Fener Rum Patriği Vartholomeos (B, V okunur), her altı ayda bir değişen 12 metropolitten oluşan ruhani meclis Sen Sinod’a bu sefer Türk yurttaşı olmayan 6 rahip atadı.
S.Gökçen olayındaki gibi, derhal hücum başladı. Patrik yakında hain ilan edilmezse şaşarım. Çünkü gazetelerde yazılmadık ne Lozan’ın yok sayılmasına göz yumulduğu kaldı, ne bütün TC yönetiminin yabancıların eline geçeceği, ne bundan sonraki adımın İstanbul’da hilafet makamı olacağı! Olayın “postmodern Sevr” olarak ilanı da ihmal edilmedi (4, 6, 7 Nisan 2004 tarihli gazeteler).
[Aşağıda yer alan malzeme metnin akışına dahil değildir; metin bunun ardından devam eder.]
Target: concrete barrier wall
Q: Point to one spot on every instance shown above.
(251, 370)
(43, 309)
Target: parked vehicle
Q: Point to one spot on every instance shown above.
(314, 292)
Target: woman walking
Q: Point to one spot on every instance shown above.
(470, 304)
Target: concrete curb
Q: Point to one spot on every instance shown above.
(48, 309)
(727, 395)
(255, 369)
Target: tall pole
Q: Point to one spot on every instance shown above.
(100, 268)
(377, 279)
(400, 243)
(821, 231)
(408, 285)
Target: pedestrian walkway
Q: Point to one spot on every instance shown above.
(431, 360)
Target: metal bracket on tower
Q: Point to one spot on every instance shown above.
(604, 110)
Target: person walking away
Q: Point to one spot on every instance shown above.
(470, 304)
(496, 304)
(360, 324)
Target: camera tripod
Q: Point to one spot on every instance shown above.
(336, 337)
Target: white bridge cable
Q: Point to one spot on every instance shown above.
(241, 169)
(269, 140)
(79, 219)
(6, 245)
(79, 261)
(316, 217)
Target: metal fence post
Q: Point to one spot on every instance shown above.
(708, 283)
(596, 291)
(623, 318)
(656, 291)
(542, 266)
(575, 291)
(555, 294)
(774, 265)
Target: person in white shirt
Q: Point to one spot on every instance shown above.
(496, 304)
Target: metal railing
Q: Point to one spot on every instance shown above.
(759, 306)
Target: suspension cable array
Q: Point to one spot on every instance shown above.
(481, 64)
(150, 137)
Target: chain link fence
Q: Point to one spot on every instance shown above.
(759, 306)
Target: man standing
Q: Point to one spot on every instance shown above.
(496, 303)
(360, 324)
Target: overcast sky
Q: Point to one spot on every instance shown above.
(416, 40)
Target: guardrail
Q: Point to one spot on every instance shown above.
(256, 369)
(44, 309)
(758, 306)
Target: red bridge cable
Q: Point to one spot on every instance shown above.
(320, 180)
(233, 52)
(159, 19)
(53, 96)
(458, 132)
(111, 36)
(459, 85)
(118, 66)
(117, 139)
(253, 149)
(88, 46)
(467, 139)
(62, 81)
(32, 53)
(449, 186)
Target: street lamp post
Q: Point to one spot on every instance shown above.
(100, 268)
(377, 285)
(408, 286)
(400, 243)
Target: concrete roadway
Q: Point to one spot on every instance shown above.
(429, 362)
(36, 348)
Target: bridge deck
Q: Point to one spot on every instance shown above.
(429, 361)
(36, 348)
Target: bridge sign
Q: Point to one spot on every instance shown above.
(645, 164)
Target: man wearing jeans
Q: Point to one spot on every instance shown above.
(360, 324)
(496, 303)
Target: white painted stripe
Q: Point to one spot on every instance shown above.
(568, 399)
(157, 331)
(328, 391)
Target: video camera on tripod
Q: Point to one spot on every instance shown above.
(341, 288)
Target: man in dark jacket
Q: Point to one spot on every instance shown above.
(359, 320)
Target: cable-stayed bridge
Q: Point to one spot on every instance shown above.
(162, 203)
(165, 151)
Oysa, Patrik’e madalya vermemiz gerekir. Merakınızı hemen gidereceğim. Ama olay bir hukuk olayı olduğundan, önce o açıdan inceleyelim.
* * *
1) Atamada, Lozan’a aykırılık yoktur. Çünkü Lozan’da, Patrikhane’den tek kelime geçmez. Bunu milletçe galiba nihayet öğrenebildik ama, şimdi de oturum tutanaklarına merak sardık. Bakalım:
İsmet Paşa’nın Lozan’da Patrikhane konusunu noktalayan sözleri tutanağa şöyle geçmiştir: “İsmet Paşa, Patrikliğin siyasal ya da yönetime ilişkin işlerle bundan böyle hiç uğraşmayacağı, yalnız salt din alanına giren işlerle yetineceği konusunda, Konferans önünde, Müttefik Temsilci Heyetlerinin ve Yunan Temsilci Heyetinin yapmış oldukları resmî konuşmaları ve verdikleri garantileri senet saymaktadır”. (10.01.1923; Meray çevirisi, cilt 1, s.331).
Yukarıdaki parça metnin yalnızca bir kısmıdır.